Спенсер, наверное, чувствуя моё беспокойство, устроившись в седле, демонстрировал крепкое здоровье и уверенность.
— Все это очень красиво, Коста, — продолжил он, как ни в чем не бывало, прерванный появлением горностая наш разговор. — Только я не пойму, к чему ты ведёшь?
— Оглянись, Эдмонд! Посмотри. Здесь нет ничего: ни людей, ни домов, ни армий, ни кораблей, ни больниц. И так уже тысячи лет. Уверяю тебя, еще лет двести пройдет, и все будет таким же. Только безграничное пространство. Отсутствие времени. Не это ли есть свобода, о которой мы все время говорим? Настоящая свобода, а не та, которую «цари природы» пытаются установить оружием и кровью.
— И что ты предлагаешь? Сесть всем на камни, посмотреть на море, и признать, что и камень, и море мудрее? Ты же понимаешь, что это невозможно…
Я вздохнул.
— В итоге, — Спенсер пожал плечами, — человек встанет с этого камня и швырнёт его в море. И камень этот в воде за тысячи лет просто сотрется в пыль под действием волн. А человек потом плюнет в воду, развернется и пойдет по своим делам. Потому что он — свободный человек.
— Ну, и какая свобода тебе милее?
— Даже если и твоя. Но как я могу повлиять на свободу человека, плюющего в море?
Я наклонился к земле за очередной связкой хвороста, думая о том, что, в общем-то, мне нечем крыть. Туманный Альбион со свойственным ему цинизмом разбивал все мои, теперь кажущиеся высокопарными, соображения. И даже не то, что разбивал. Просто указывал на то, что такой спор не может иметь конца. И я прав в своем желании убедить людей жить по писанию. И Спенсер, в своем указании на то, что это — утопия. Всегда найдутся те, кому наплевать на все призывы жить в мире, жить спокойно. Плюющие в море.
— Прости, друг! — Спенсер улыбнулся.
— За что?
— За то, что я с таким цинизмом… — все-таки он читает мысли, — разорил твой прекрасный сад. Но, увы… К сожалению, жизнь такова, какой я её нарисовал тебе.
— Увы. Ты прав.
— Ну да, — Спенсер задумался. — Два человека идут рядом, беседуют. А потом один из них забирается на коня. И вот он уже смотрит свысока на того, кто идёт пешком. И может быть, что пеший человек в тысячи раз умнее и благороднее всадника. Однако всадник смотрит на него свысока.

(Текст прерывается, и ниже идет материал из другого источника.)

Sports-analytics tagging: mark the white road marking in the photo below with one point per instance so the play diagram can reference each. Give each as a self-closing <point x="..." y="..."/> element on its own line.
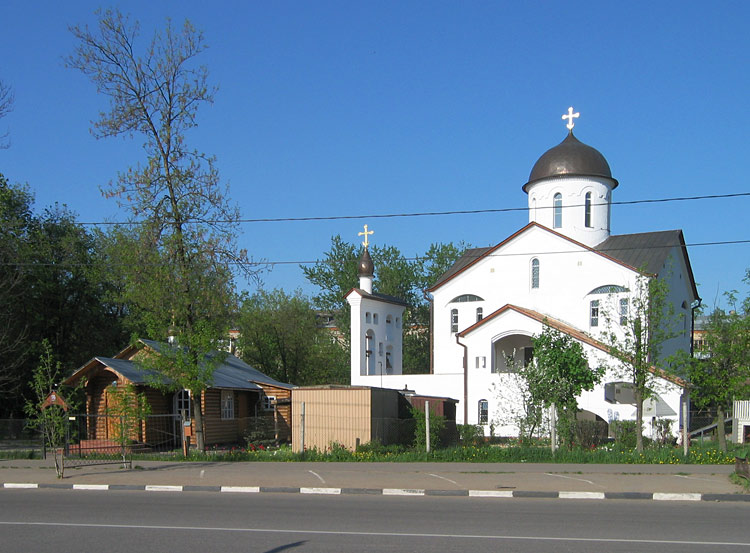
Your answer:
<point x="443" y="478"/>
<point x="240" y="489"/>
<point x="319" y="477"/>
<point x="402" y="491"/>
<point x="677" y="496"/>
<point x="581" y="495"/>
<point x="490" y="493"/>
<point x="163" y="488"/>
<point x="325" y="491"/>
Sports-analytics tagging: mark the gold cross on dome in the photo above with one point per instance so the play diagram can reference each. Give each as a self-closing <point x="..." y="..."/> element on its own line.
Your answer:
<point x="366" y="233"/>
<point x="570" y="117"/>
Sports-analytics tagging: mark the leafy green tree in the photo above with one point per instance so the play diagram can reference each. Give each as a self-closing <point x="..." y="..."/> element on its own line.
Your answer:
<point x="396" y="276"/>
<point x="7" y="100"/>
<point x="185" y="244"/>
<point x="721" y="371"/>
<point x="637" y="342"/>
<point x="280" y="335"/>
<point x="50" y="420"/>
<point x="557" y="376"/>
<point x="131" y="408"/>
<point x="50" y="288"/>
<point x="16" y="221"/>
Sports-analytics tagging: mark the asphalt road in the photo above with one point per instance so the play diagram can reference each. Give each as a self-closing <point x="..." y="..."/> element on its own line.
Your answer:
<point x="81" y="522"/>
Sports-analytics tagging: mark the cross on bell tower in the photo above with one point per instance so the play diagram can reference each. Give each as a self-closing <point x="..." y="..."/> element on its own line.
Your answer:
<point x="570" y="117"/>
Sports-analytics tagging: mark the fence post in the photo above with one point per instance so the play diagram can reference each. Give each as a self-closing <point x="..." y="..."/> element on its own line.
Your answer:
<point x="302" y="428"/>
<point x="553" y="427"/>
<point x="427" y="424"/>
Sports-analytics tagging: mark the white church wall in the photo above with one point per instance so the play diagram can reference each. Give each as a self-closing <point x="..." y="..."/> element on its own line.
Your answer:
<point x="567" y="274"/>
<point x="377" y="328"/>
<point x="572" y="214"/>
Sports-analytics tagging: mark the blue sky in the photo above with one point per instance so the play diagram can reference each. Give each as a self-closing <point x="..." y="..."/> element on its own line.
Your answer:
<point x="348" y="108"/>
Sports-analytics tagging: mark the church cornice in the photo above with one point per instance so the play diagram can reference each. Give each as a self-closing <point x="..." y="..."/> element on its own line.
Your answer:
<point x="565" y="328"/>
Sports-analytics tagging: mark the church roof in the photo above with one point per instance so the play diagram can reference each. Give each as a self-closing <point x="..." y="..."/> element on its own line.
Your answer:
<point x="642" y="252"/>
<point x="571" y="331"/>
<point x="646" y="251"/>
<point x="570" y="158"/>
<point x="377" y="296"/>
<point x="467" y="258"/>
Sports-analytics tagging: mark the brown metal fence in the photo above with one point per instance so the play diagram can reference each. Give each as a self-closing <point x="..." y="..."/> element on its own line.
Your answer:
<point x="102" y="439"/>
<point x="18" y="439"/>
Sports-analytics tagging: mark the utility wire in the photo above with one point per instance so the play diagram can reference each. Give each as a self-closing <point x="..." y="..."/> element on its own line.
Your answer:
<point x="427" y="213"/>
<point x="416" y="258"/>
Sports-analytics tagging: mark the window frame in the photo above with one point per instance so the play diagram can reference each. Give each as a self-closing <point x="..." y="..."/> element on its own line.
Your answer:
<point x="483" y="412"/>
<point x="624" y="310"/>
<point x="226" y="405"/>
<point x="594" y="313"/>
<point x="268" y="402"/>
<point x="557" y="210"/>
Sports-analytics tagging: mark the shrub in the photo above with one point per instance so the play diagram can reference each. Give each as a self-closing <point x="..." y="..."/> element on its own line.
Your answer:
<point x="470" y="434"/>
<point x="437" y="424"/>
<point x="625" y="433"/>
<point x="663" y="430"/>
<point x="590" y="434"/>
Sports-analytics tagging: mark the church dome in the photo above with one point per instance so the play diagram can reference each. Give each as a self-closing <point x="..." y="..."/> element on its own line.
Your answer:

— Может, и наоборот, Эдмонд. Всадник в тысячи раз умнее и благороднее. А пеший не желает этого признавать. Тоже хочет смотреть свысока. И подло сбрасывает наездника с лошади, чтобы усесться в седло.
— Да, да, да! — усмехнулся Спенсер.
— Только нас, надеюсь, это не касается.
Здесь мне пришлось прекратить разговор. Мы подъехали к горной речке. Стремительный поток, бьющийся в граните. Невообразимый грохот. Чуть выше по течению еще можно было разглядеть воду. Но в этом месте река встречала столько препятствий и с такой силой билась о камни, что превратилась в сплошную белую пену. Я с испугом обернулся к Большому и Маленькому. Неужели нам придется здесь переправляться? Это же невозможно! Это казалось абсолютно гиблым делом. Он понял мои опасения. Подбежал ко мне. Наклонился над ухом. Заорал.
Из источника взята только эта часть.